Business

Time Inc. layoffs hit mastheads hard

Time Inc., home to venerable titles such as Time, People and Sports Illustrated, began a steep round of layoffs yesterday that claimed just under 250 jobs at its New York headquarters.

CEO Laura Lang said she would slash a total of 500 jobs, or 6 percent of the global workforce, as the magazine publisher wrestles with falling print ad revenue.

The highest-profile editorial name to be pink-slipped yesterday was Health Editor-in-Chief Ellen Kunes. Clare McHugh, editor of the custom Walmart magazine All You, will do double duty for both titles.

Real Simple Publisher Sally Preston, who left Martha Stewart Living a little over a year ago, is out on the business side.

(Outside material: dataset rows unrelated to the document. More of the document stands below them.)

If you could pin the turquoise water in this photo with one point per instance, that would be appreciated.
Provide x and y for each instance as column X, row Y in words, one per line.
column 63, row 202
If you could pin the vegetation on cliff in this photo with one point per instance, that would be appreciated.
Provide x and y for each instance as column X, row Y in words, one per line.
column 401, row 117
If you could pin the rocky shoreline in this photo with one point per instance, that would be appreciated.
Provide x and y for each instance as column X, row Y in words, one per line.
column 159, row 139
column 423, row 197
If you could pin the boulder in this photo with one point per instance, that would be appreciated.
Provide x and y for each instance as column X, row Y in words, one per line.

Time Inc. veteran Charles Kammerer, who was already doing double duty as group publisher of This Old House and Coastal Living, will jump to Real Simple as publisher. His old job will be filled by an associate publisher.

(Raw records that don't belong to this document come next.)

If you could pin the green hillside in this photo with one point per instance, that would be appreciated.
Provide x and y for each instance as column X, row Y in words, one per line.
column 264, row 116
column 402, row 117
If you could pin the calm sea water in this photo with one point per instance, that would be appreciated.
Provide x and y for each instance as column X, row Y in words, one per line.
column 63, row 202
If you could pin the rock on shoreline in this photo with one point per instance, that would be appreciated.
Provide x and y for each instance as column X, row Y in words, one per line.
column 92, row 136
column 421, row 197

Meanwhile, People is looking for nine Newspaper Guild volunteers to step forward or it faces involuntary cuts. Time is cutting 12, including six from the guild.

The layoffs are part of Time Warner CEO Jeff Bewkes’s mandate to shave $100 million in costs from the hard-pressed publishing subsidiary.

The problem for Time Inc. and other publishers is that digital revenue — while growing rapidly — isn’t enough to offset the erosion of print advertising.

The company has had bigger cutbacks in terms of absolute numbers, but this latest round is the biggest as a percentage of the workforce.

“With the significant and ongoing changes in our industry, we must continue to transform our company into one that is leaner, more nimble and more innately multi-platform,” said Lang, who joined Time over a year ago from digital ad firm Digitas, where she was CEO.